Katarina (Karin) Helena Fjällbäck-Holmgren (1881–1963) was a Swedish politician who was active in the areas of social welfare and women's suffrage. She served as secretary and deputy chair of the Stockholm branch of the National Association for Women's Suffrage (LKPR). Politically liberal, she was active on several of the Liberal Party's committees and from 1919 participated enthusiastically in municipal council meetings. She served on Stockholm's public school directorate in the 1920s and from 1931 chaired the city's welfare agency for children.

==Biography==
Born in Stockholm on 31 July 1881, Katarina Helena Fjällbäck was the daughter of the industrialist Johan Alfred Fjällbäck (1855–1933) and his wife Anna Carolina née Carlsson (1855–1943). She was the younger of two sisters. After receiving her school-leaving certificate when she was 18, she was a student at the College of Stockholm and Uppsala University.

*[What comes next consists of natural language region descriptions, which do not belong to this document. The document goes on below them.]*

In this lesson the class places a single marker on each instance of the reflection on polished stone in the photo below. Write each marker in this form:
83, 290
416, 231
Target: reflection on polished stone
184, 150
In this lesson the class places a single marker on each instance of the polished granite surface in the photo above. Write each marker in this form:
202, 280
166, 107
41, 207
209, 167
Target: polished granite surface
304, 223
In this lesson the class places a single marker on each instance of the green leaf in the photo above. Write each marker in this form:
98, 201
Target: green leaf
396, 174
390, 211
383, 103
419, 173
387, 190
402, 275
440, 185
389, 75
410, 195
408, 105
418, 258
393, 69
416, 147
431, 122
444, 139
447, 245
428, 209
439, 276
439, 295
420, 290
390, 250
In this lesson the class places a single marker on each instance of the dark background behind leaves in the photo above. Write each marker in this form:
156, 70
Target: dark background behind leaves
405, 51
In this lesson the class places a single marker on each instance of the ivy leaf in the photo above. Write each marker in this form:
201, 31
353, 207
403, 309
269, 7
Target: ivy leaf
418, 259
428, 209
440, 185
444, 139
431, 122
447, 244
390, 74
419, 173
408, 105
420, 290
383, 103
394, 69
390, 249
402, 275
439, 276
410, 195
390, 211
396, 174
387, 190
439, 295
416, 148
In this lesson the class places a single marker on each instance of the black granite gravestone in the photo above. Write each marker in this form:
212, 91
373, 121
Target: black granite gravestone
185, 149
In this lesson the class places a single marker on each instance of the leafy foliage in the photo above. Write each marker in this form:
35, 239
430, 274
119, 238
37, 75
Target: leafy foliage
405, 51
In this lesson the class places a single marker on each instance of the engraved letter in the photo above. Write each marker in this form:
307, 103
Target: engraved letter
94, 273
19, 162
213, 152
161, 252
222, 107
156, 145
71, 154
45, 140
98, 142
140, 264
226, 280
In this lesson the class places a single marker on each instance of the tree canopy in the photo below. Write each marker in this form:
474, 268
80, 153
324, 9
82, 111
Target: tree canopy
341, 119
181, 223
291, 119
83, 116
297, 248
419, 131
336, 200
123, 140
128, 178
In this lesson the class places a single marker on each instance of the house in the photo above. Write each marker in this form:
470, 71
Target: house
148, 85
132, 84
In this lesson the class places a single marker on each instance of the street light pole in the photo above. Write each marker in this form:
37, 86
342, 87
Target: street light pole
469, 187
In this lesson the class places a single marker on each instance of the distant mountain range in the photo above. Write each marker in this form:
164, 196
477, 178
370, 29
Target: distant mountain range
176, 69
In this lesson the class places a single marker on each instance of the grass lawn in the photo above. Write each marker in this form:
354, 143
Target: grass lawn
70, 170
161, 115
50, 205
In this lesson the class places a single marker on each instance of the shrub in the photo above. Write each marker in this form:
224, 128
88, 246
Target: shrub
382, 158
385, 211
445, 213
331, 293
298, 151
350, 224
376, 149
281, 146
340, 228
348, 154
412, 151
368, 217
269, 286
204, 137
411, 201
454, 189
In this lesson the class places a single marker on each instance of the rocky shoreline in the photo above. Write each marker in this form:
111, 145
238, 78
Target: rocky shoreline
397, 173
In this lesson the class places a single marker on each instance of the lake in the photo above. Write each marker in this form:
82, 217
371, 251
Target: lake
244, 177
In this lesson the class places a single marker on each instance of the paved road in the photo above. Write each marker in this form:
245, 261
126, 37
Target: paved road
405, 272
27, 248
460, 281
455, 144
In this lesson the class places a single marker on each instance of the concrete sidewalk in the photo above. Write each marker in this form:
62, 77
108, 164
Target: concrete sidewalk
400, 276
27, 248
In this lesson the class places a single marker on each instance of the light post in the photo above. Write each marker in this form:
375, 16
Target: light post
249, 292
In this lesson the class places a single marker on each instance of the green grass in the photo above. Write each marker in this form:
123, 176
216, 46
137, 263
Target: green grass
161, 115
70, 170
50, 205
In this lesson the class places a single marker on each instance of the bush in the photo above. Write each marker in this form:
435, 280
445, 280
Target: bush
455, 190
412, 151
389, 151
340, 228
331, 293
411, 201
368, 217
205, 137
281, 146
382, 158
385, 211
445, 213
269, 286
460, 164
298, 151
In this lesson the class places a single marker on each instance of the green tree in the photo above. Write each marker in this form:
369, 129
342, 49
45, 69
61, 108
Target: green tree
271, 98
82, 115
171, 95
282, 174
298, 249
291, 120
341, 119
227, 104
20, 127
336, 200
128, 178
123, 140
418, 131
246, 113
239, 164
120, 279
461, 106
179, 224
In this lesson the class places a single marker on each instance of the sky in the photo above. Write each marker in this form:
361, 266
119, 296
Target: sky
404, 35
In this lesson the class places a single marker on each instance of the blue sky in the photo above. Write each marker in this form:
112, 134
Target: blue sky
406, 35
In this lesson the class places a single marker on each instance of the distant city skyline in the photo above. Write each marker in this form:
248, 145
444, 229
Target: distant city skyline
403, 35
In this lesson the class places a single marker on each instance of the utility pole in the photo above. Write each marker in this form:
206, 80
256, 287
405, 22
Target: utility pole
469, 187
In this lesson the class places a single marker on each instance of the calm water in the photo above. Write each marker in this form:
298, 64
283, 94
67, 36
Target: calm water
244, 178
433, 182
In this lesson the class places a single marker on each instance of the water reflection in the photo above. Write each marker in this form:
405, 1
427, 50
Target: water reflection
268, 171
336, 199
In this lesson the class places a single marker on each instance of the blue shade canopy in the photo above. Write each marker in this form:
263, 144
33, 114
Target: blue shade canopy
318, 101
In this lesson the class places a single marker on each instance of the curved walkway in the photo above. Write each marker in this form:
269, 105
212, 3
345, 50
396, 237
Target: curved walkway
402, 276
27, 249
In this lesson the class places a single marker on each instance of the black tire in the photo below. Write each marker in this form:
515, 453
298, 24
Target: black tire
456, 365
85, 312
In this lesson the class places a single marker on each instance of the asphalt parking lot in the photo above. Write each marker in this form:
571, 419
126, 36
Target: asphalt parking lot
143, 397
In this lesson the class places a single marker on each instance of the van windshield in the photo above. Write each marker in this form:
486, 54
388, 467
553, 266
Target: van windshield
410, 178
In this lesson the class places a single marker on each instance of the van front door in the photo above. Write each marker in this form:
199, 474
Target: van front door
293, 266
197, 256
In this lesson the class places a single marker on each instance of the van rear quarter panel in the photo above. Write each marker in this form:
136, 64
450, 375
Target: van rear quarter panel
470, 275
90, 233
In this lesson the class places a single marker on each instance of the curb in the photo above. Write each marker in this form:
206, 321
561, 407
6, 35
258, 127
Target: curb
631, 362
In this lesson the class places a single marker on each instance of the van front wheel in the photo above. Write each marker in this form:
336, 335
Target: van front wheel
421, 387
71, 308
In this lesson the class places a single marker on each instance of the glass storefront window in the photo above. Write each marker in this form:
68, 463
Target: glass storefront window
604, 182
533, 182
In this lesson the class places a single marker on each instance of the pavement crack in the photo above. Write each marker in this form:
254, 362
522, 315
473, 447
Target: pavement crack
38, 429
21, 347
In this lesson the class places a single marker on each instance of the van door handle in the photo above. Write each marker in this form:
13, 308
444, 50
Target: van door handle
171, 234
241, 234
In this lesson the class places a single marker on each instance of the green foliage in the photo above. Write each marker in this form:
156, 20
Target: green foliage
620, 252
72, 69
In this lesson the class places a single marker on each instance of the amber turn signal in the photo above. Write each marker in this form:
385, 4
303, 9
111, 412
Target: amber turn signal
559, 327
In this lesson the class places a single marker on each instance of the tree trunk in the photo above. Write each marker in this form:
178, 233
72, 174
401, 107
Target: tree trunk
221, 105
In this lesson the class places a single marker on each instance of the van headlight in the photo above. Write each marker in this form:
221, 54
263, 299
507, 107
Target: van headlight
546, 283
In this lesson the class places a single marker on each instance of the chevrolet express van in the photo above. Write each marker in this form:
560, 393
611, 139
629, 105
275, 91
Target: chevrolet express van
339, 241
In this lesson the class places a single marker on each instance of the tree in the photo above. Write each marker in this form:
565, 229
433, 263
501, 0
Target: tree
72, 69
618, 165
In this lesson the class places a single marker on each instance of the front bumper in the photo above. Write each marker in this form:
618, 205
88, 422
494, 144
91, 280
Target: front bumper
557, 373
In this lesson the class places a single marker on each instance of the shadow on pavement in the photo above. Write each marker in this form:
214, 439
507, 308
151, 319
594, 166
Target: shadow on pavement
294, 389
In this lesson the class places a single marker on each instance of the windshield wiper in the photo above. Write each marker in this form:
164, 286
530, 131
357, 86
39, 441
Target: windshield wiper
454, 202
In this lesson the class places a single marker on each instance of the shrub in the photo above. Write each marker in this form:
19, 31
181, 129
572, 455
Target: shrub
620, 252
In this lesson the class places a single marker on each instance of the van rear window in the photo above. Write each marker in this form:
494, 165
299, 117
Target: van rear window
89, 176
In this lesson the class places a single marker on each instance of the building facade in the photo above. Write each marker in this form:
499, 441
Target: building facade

In 1903, Fjällbäck began her professional life as a member of the board of the newly established CSA or Centralförbundet för Socialt Arbete, an organization designed to coordinate associations working on social welfare, primarily to offset poverty resulting from industrialization. In 1906, she married the zoologist Nils Frithiof Holmgren (1877–1954) with whom she had two daughters, Kaj (1907) and Pia (1909).

Raising a family did not prevent Fjällbäck-Holmgren from developing her career. From around 1910, she was first secretary, then deputy chair of the Stockholm branch of the National Women's Suffrage Association. She served on the board of the liberal women's association (Föreningen frisinnade kvinnor) and was a board member of Stockholm's liberal constituency, serving on its executive committee. She was also on the board of the Fredrika Bremer Association which supported women's rights.

On the political front, following the municipal suffrage reforms, from 1919 she participated actively in city council meetings, attracting an Idun commentator to write that she "had already managed to make herself known as an unusually accomplished and astute speaker".

She was awarded the Illis quorum for her work.

Karin Fjällbäck-Holmgren died in Stockholm on 22 April 1963 and was buried in Solna's Norra begravningsplatsen.